The new technological methods being employed to lower shale production costs are varied and unique. Aided by high-tech equipment, many companies use data analytics in order to determine the most strategic locations for new wells as well as the precise amounts of sand, water, and chemicals needed to maximize the amount of oil a well produces. There is also an industry wide exploration into refracking or redrilling old wells, using newer and better technology to recover whatever oil was left after the initial excavation, saving the cost of drilling an entirely new well. Working with multiple energy companies such as Norway’s Statoil and Brazil’s Petróleo Brasileiro, Glori Energy Inc. of Houston is testing out a process that uses microbes – tiny organic organisms – that when fed a special nutrient mixture, attach themselves to bits of oil, making it easier for crude oil to flow through rock. Early tests show the technology can extend the life of a well by several years and boost the amount of recoverable oil by 33% from initial estimates, on average, Glori says.
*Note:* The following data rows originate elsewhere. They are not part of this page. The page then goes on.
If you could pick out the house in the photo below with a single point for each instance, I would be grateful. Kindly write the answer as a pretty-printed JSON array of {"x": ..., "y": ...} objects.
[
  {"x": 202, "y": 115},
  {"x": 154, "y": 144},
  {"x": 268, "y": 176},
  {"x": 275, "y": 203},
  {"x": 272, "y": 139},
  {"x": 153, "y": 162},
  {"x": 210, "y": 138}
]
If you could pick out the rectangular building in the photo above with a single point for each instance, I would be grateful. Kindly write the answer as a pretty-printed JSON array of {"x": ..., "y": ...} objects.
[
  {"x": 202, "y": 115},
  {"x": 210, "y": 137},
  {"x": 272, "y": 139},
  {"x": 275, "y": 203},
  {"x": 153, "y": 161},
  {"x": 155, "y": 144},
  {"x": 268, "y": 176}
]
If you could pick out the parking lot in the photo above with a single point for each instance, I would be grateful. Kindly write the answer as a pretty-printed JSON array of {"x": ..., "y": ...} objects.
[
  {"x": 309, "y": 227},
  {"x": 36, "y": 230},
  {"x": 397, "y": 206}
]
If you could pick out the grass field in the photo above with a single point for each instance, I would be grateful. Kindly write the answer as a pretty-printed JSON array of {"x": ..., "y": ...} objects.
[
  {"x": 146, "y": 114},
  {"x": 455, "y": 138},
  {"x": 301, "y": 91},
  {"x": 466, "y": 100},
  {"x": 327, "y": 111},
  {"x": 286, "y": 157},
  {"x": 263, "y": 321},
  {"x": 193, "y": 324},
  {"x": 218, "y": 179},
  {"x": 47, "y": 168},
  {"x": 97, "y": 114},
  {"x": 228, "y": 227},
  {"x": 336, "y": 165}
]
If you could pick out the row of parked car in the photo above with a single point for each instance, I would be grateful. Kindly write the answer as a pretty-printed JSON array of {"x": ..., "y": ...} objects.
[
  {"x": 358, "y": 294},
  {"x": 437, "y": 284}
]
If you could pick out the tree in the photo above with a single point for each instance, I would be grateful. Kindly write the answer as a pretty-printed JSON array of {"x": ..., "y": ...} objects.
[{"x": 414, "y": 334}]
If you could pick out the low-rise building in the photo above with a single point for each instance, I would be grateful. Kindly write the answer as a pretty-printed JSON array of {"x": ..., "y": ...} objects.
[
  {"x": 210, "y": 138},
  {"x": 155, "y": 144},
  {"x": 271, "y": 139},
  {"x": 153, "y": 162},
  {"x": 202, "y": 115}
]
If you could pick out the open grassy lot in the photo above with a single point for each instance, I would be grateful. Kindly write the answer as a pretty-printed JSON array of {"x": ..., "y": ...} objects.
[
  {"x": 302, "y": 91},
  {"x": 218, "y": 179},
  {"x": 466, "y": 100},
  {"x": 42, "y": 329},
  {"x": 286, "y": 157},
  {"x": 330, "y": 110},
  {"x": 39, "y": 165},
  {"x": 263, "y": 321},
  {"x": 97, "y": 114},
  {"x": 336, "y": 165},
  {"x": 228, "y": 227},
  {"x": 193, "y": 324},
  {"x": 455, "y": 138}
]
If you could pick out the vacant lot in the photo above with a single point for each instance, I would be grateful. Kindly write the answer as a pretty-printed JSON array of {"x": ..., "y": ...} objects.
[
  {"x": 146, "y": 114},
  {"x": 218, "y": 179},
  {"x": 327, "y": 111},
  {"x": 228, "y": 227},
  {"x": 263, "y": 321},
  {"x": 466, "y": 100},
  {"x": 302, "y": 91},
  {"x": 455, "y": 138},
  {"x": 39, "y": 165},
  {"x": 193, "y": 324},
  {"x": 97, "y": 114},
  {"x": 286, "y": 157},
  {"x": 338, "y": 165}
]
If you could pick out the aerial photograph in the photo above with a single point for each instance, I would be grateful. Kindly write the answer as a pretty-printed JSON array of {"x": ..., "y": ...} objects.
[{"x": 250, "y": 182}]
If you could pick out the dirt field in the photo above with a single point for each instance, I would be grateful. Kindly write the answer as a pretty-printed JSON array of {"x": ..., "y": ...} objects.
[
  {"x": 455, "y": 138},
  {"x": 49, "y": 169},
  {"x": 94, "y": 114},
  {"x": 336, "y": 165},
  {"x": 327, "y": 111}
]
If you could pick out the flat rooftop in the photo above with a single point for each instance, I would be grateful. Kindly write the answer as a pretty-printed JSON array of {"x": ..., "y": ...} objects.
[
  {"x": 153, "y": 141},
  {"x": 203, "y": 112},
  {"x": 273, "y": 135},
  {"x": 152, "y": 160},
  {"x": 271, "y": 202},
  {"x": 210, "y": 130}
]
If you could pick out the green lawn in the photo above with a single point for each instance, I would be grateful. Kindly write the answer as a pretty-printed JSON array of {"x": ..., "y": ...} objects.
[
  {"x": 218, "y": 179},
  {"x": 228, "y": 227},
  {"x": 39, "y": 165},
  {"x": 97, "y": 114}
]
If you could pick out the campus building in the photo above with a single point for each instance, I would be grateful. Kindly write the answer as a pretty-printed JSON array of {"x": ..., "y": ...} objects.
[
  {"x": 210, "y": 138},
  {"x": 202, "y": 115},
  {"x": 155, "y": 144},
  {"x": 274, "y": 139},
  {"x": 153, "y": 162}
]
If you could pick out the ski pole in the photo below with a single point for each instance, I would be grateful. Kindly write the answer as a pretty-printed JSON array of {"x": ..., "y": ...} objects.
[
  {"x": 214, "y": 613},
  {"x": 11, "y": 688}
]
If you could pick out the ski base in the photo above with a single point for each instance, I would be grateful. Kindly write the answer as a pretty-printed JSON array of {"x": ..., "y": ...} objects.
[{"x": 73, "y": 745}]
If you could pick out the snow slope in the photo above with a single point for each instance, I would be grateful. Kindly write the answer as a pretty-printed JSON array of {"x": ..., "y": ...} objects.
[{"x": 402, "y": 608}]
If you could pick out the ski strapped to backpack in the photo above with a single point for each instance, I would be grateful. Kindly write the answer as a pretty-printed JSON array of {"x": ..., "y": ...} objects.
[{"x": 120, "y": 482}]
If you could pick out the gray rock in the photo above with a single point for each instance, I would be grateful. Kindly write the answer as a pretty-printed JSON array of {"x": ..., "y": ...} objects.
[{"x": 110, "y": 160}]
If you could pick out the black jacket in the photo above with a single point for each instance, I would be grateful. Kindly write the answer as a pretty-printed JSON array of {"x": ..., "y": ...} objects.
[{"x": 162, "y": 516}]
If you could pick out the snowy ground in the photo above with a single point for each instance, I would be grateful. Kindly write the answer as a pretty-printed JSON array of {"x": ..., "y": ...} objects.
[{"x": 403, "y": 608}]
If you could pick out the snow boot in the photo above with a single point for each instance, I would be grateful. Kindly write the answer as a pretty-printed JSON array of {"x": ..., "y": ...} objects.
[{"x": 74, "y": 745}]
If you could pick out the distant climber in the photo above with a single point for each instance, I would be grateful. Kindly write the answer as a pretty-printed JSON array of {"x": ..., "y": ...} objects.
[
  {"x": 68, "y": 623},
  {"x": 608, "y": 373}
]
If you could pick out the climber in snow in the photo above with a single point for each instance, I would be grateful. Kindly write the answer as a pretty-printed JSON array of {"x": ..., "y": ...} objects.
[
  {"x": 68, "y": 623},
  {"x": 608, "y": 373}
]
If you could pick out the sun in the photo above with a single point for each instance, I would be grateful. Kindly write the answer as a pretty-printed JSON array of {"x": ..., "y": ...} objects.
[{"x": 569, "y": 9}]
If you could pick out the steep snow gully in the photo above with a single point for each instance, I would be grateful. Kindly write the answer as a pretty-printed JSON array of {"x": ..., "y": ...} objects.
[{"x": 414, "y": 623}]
After OPEC’s announcement, Brent and WTI rebounded on the news and remain up more than 10% for the whole week, over $5 per barrel. Independent oil companies are using the post-OPEC rally to hedge their price risk for next year, banks and consultants said, a trend that’s likely to be viewed with concern from Saudi Arabia to Venezuela. The clamor to hedge – locking in future cash flows and sales prices – could translate into higher U.S. oil production, especially by shale firms, next year, offsetting an output cut that the Organization of Petroleum Exporting Countries outlined in Algiers last week. Goldman Sachs forecasts the U.S. will be pumping an additional 600,000 to 700,000 barrels of oil a day on top of the average 9.4 million barrels per day by the end of next year – making up for every drop lost in the recent years.